Checklist for Web Experiments
(The following is not a comprehensive checklist for experimenters planning to run web-based procedures. It represents only some of the most important steps experimenters should take to ensure their procedure is functional and their analysis is sound. Many other considerations should be taken into account, depending on the particular method employed and population targeted by the experimenter.)
Testing your procedure
- ❑ Create a Mechanical Turk worker account so you can test your procedure as a participant before launching publicly
- ❑ Set a custom qualification and assign it only to your own worker account
- ❑ Launch your experiment with the custom qualification assigned to your worker account, preventing other workers from viewing the HIT
- ❑ Log into your worker account, and complete your HIT at least 8 times, each time using one of the following 8 configurations (Browser + Operating System):
- Chrome + Mac
- Chrome + Windows
- Firefox + Mac
- Firefox + Windows
- Edge + Mac
- Edge + Windows
- Safari + Mac
- Safari + Windows
- ❑ Check the URLs for each page in your procedure to ensure they do not contain any information that might reveal your experimental manipulation
- ❑ Check your logged data to make sure all activity is being tracked appropriately
- ❑ Have a few friends complete your survey and time the duration of their responses to each question type, so you have some sense of how long it *should* take the average participant to complete the procedure
Protecting yourself against low quality data
- ❑ Always include a neutral answer (e.g. “Choose here”) as the preselected or default response in form elements such as drop down lists
- ❑ Test multiple response styles (e.g. radial, slider, drop down) to determine whether response type may bias results
- ❑ Do not advertise eligibility requirements as part of the study sign up process, instead use qualification restrictions (such as country, number of studies completed, etc.) or a pre-survey to restrict eligibility (Siegel et al., 2015)

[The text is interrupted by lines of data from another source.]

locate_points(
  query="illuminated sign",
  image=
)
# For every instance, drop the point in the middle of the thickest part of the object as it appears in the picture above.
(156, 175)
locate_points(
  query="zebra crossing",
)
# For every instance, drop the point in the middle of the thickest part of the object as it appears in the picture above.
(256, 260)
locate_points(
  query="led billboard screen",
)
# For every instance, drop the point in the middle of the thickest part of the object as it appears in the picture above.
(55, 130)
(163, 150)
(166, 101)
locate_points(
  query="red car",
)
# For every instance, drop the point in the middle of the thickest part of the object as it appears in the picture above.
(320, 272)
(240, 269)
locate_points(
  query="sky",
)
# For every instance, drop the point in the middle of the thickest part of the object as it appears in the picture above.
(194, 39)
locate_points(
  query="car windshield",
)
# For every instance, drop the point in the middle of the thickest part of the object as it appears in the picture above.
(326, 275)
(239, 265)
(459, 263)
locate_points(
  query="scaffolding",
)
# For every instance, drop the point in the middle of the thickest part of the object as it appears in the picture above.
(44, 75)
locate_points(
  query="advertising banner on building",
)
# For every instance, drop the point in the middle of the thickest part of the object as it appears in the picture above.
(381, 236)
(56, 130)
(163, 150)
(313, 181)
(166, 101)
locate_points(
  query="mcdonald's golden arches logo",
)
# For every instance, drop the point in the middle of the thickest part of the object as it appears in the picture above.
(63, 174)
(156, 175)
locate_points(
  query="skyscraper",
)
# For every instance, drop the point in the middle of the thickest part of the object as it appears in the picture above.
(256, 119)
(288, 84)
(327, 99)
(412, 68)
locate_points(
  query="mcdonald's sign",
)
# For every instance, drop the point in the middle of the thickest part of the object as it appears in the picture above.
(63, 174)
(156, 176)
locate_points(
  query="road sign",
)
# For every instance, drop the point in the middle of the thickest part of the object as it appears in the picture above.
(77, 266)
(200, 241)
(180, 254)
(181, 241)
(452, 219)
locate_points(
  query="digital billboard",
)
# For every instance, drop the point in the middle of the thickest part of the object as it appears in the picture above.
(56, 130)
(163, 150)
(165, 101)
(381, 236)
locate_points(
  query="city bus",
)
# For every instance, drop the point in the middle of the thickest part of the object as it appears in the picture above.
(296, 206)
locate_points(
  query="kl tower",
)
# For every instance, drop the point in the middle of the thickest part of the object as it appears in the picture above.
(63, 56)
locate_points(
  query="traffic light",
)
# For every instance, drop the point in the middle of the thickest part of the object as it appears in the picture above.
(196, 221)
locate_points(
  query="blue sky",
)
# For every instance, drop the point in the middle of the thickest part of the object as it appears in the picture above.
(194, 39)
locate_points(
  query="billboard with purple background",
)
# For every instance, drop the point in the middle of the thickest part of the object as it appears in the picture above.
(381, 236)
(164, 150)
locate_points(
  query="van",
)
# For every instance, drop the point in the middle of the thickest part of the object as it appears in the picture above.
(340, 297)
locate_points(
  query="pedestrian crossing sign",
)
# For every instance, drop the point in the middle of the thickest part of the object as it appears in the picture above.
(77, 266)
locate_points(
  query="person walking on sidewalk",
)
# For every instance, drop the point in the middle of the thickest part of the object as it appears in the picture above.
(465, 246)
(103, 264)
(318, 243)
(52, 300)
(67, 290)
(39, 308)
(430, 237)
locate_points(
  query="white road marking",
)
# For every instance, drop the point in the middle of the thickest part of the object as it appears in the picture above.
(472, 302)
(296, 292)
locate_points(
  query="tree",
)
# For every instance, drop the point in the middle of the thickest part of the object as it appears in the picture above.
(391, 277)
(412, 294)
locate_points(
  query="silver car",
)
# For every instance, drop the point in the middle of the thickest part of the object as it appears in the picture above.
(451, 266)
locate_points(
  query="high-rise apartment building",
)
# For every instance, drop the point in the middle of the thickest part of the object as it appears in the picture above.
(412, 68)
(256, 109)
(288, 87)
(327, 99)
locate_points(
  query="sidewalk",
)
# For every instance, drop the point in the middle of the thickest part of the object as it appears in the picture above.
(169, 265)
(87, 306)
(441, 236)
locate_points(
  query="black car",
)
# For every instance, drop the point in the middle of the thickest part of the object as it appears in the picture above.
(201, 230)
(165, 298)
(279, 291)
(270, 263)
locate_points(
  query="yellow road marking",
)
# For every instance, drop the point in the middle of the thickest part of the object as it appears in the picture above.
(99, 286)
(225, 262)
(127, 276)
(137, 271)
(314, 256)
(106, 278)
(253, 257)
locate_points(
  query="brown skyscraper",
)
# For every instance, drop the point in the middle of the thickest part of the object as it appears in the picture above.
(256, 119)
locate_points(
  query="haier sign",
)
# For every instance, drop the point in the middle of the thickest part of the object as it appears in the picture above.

- ❑ Prevent retakes by assigning custom qualifications through the Mechanical Turk API, or using Qualtrics’s built-in system
- ❑ Collect IP addresses and location data, as these can be used to detect bot activity
- ❑ Use a transcription task at the start of your experiment that requires participants to transcribe a photograph of handwritten words
- ❑ Use a comprehension check with a non-obvious pattern (i.e. answers to multiple choice comprehension questions should not all be assigned to the top radial in each choice list)
- ❑ Include a mandatory free-form response at the end of your survey (you can instruct participants simply to type “na” if they have no response/comments)
Reducing the negative impact of attrition
- ❑ Ask personal demographic questions, and announce chances for additional financial incentives at the start of your procedure, as both of these measures have been shown to reduce dropouts (Reips, 2002a)
- ❑ Introduce a high hurdle task by concentrating motivationally adverse factors toward the start of the procedure
- ❑ Ask participants to estimate the likelihood they will complete the whole experiment before they begin the procedure
- ❑ Use a prewarning with an appeal to conscience (e.g. “Our research depends on good quality data, and that quality is compromised whenever participants fail to complete the full procedure.”) (Zhou & Fishbach, 2016)
- ❑ Use practice trials, pilot new experimental protocols, or ask participants to complete a boring task prior to starting the focal experimental procedure
Analyzing your data
- ❑ Wait until all data have posted to your server, or deactivate your Qualtrics survey, before beginning your analysis – some platforms (e.g. jsPsych, Qualtrics) do not post unfinished responses to the server for up to one week after a participant initiates her response, and you will not be able to measure attrition rates until these data have been posted
- ❑ Check every free-form response you have collected, looking for suspicious patterns (e.g. one script I’ve detected in my data copies text from the surrounding page, mixes up the words, then pastes the result into the free-form response box)
- ❑ Check for repeated IP addresses and latitude/longitude coordinates, as significant numbers of such repeated information may be a sign of bot activity (Bai, 2018)
- ❑ Include browser and operating system as factors in your analysis, as system configurations may impact participants’ interaction with your procedure, and have been found to be correlated with important individual differences that may affect your results (Buchanan & Reips, 2001)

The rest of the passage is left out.